Search code examples
pytorchloss-function

Pytorch: correct way to sum batch loss with epoch loss


I'm calculating two losses. One per batch and one per epoch, at the end of the batches loop. When I try to sum these two losses I get the following error:

RuntimeError: one of the variables needed for gradient computation has been modified by   an inplace operation: [torch.FloatTensor [64, 49]], which is output 0 of AsStridedBackward0, is at version 2; expected version 1 instead. Hint: the backtrace further above shows the operation that failed to compute its gradient. The variable in question was changed in there or anywhere later. Good luck!

I have my reasons for summing these two losses.
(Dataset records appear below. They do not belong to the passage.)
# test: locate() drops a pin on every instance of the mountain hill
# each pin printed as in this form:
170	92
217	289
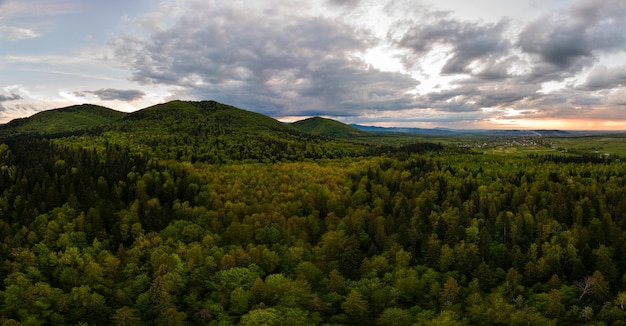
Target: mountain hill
209	131
327	127
200	118
64	120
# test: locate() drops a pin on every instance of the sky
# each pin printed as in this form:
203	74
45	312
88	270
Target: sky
523	64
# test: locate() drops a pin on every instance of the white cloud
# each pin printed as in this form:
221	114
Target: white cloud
12	33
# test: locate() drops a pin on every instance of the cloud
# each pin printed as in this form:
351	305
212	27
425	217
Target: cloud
469	42
12	33
10	97
109	94
278	64
562	45
601	77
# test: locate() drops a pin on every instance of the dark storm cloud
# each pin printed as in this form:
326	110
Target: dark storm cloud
344	3
563	46
602	77
109	94
279	64
469	41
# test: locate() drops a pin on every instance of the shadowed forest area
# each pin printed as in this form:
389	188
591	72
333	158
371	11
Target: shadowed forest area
105	227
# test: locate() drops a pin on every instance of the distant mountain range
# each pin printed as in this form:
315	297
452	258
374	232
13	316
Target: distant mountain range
199	117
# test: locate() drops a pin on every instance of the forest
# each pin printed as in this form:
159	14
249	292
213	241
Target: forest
216	226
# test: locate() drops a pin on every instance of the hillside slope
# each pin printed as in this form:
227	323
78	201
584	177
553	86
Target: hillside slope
327	127
64	120
213	132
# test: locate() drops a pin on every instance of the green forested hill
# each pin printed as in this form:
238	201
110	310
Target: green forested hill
213	132
327	127
128	227
63	120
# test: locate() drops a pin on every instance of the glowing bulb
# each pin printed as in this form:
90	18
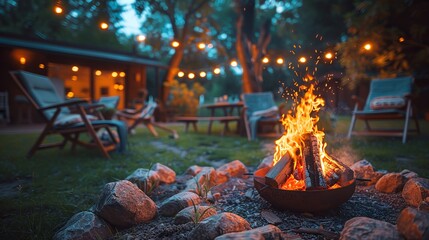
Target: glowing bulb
265	60
175	44
216	70
367	46
141	38
201	46
104	25
329	55
58	10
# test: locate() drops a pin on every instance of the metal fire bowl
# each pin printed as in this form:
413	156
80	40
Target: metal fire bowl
304	201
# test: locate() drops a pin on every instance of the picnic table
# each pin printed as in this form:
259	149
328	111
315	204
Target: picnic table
224	112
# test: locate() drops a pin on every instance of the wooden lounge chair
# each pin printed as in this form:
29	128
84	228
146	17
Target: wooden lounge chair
144	116
61	120
388	99
260	109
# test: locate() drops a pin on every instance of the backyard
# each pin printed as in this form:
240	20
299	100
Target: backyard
40	194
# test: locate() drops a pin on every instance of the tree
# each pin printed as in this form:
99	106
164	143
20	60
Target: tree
186	25
249	52
397	34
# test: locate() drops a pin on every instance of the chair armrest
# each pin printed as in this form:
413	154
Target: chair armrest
73	102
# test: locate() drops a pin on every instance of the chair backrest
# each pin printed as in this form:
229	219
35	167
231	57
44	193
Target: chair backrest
389	87
148	110
39	90
110	102
258	101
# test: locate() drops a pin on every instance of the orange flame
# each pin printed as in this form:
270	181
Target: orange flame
296	126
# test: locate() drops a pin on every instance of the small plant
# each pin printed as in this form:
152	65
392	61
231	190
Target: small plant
198	216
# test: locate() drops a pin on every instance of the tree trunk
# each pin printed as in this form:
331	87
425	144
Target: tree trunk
250	54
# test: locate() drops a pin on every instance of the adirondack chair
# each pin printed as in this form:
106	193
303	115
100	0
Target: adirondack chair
388	99
259	109
67	119
144	116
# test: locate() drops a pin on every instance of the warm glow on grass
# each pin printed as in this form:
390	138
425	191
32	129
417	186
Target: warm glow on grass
104	25
367	46
175	44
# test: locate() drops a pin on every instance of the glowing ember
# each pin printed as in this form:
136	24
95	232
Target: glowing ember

The general idea of the code is something like this:

loss_epoch = 0 # it's zero in the first epoch

for epoch in epochs:
    for batch in batches:
        optimizer.zero_grad()
    
        loss_batch = criterion_batch(output_batch, target_batch)
        loss = loss_batch + loss_epoch # adds zero in the first epoch
    
        loss.backward()
        optimizer.step()
    
    loss_epoch = criterion_epoch(output_epoch, target_epoch)
    

I get that the problem is I'm modifying the gradient when I calculate another loss at the end of the first loop (the loop that goes through the batches) but I couldn't solve this problem.

It also might have something to do with the order of the operations (loss calculation, backward, zero_grad, step).

I need to calculate the loss_epoch at the end of the batch loop because I'm using the entire dataset to calculate this loss.


Solution

  • Assuming that you do not want to backpropagate the epoch_loss through every forward pass for the entire dataset (which of course would be computationally infeasible for a dataset of any non-trivial size), you could detach the epoch_loss and essentially add it as a scalar which is updated once per epoch. Not entirely sure if this is the behavior you want though.